Every now and again I'll read a tweet about wanting to get into developer relations: You'll get to travel the world to attend conferences, write cool blog posts and build applications.
..and they are not wrong. Creating content and embracing your community is a huge part of developer relations. At api.video, we spend a lot of time brainstorming and creating content. We also work to attend conferences (most of which are remote at the moment.)
Many developer relations KPIs include things like "the number of blog posts written", or "how many demos have been published this quarter"? "Have the tweets gotten good engagement"? "Is traffic increasing to the website"? "Are registered users going up?" And these metrics all have their place (some are better than others, but that's probably best saved for another article).
In this post (and in coming posts), we're going to discuss additional aspects of a good devrel program that are often overlooked (and that are even harder to quantify): Housekeeping, technical debt and other bits of work that do not have the same "glory" as speaking or building demos, but are an essential part of any developer program.
In this post, I'd like to address housekeeping. If you have the most beautiful home, but don't regularly dust or clean, you'll soon be inundated with dust bunnies, dishes overflowing in the sink, etc. Your once beautiful home will not have the same sparkle. So you set aside time daily and weekly to make sure you house is being kept clean: perhaps one room at a time, or one area - just to keep the house looking good, and running smoothly.
A developer program is no different to your home. I mean - are the docs ever really done? Can your tutorials be cleaned up? Were there any changes that require updates? Does one question keep resurfacing? Should it be a FAQ? Should we add another link in the docs to help clarify?
Just like in your home, your developer program should have regularly scheduled housecleaning to make sure that the docs and the tutorials are ship shape.
Keeping the docs fresh
Have you ever read the docs of a new product you want to try and found pages that contradict each other? And you don't even know where to start, because the docs cannot even agree?
At api.video, our team is in hyper growth mode. Not only is the team growing like crazy, but the products are constantly evolving, and new features and tools are regularly being released.

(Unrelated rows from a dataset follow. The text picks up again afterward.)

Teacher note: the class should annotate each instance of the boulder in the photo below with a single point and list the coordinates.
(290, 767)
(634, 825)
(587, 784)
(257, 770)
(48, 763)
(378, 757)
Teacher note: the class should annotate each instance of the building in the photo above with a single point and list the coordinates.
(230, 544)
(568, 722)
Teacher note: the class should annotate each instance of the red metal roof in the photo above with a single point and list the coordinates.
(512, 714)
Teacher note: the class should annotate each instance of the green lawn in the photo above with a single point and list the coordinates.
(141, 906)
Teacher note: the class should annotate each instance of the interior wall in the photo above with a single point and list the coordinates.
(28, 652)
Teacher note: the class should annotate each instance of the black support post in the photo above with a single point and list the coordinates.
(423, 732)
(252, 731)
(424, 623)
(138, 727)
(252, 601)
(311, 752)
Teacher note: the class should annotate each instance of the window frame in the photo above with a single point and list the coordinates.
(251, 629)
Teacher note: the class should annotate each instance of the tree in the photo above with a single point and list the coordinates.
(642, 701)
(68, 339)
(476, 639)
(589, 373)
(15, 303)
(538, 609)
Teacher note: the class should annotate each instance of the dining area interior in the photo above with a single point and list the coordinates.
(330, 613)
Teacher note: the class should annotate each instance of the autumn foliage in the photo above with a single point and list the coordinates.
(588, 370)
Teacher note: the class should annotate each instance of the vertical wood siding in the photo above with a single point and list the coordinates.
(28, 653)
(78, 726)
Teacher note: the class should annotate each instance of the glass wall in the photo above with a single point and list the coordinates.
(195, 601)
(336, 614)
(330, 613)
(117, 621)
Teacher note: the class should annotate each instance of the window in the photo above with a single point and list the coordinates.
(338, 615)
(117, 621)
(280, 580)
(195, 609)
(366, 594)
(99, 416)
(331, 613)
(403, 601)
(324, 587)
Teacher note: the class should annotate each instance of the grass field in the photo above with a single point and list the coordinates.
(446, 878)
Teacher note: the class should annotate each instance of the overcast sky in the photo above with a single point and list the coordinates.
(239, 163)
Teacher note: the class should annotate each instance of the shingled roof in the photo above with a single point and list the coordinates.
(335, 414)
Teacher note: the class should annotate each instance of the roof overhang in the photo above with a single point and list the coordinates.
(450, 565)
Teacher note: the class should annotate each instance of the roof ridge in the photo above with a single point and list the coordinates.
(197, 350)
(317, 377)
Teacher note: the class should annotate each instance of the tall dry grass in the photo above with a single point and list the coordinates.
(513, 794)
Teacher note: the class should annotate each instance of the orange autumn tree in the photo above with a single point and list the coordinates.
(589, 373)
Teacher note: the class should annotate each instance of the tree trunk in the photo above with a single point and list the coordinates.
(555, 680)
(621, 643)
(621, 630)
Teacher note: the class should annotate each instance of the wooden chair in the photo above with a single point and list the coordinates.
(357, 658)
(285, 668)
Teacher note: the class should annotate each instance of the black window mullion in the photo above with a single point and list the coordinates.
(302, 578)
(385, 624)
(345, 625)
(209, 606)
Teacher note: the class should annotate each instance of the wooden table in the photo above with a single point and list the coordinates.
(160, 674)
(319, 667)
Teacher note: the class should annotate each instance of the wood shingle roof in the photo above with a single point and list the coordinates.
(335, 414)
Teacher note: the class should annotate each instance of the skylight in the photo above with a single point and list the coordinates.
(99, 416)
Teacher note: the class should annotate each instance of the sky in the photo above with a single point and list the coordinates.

Whenever we release a new feature, we make an announcement (of course!), but we also do an audit of our existing docs.
When a new feature releases, it's possible that a previous tutorial or document is now out of date. So, when a new feature is released, we do an audit of previous posts and tools to make sure that those documents are updated as needed.
(also note an update in Feb 2021 to fix a bug with naming.)
When we decided to deprecate our SDKs for a set of API clients (improving the speed of updates to the API clients, and easier, less buggy development on our end), we marked each SDK repo/document and reference to the SDK clients as being deprecated, and how to do the same work with the new API clients.
We're constantly updating and refining our API documentation. I don't know if there is any documentation that can ever be called complete, but we make regular passes at what is there to make iterative improvements on what we have.
If you look at the 3 most recent pull requests to our API specification, we recently added live webhooks (a new feature), but each PR to the repository also improved formatting, linking and layout.
Documentation trick: have you ever seen docs that are awesome at the top, but the quality slowly degrades as you make your way through the API endpoints? If you always begin updating top to bottom, you'll get "update fatigue" and the dip in quality shows. Next time, start updating the docs from the bottomm-ost endpoint and work upwards!
We make the changes in the documentation based on our reviews of the questions we get from developers.
"We've had 3 developers who contacted us recently, and did not know about feature x"
If we hear from our support team that many developers are asking about a feature, we edit the docs to more clearly describe the feature, add links to tutorials and more detailed descriptions, so that the next developer does not miss that we have the feature x that they need.
Documentation trick: have you ever seen docs that are awesome at the top, but the quality slowly degrades as you make your way through the API endpoints? If you always begin updating top to bottom, you'll get "update fatigue" and the dip in quality shows. Next time, start updating the docs from the bottom-most endpoint and work upwards!
Like many APIs, we use external tooling to display our documentation. In our case, we use ReadMe. Last week, we received an email about their new updates on how they will display our API. This update looks like a 'no-brainer' - the new layout is a big improvement and will make our documentation more readable. But, as we read the release notes more carefully (yeah, that is how we roll), we realized that the URL structure for each API endpoint will change upon pushing this update.
This is no longer a simple update: we'll have to comb through all our blog posts and documentation to make sure that the links to the docs all work, and are pointing exactly where we want them to go. I'm a big fan of linking into the docs to show how each API is being used, so there are a lot of links in the docs. On our last update similar to this, there were > 30 blog posts to update - so undoubtedly, this update will have even more blog posts to update.
While a big part of our role in developer relations is creating awesome docs and fun tutorials, that's only a small part of the work. Keeping all of the docs in order - so that developers can quickly find what they need, and keeping everything up to date is also a major task of the devrel team, and as more and more cool docs and tutorials are created, the housekeeping work increases as well.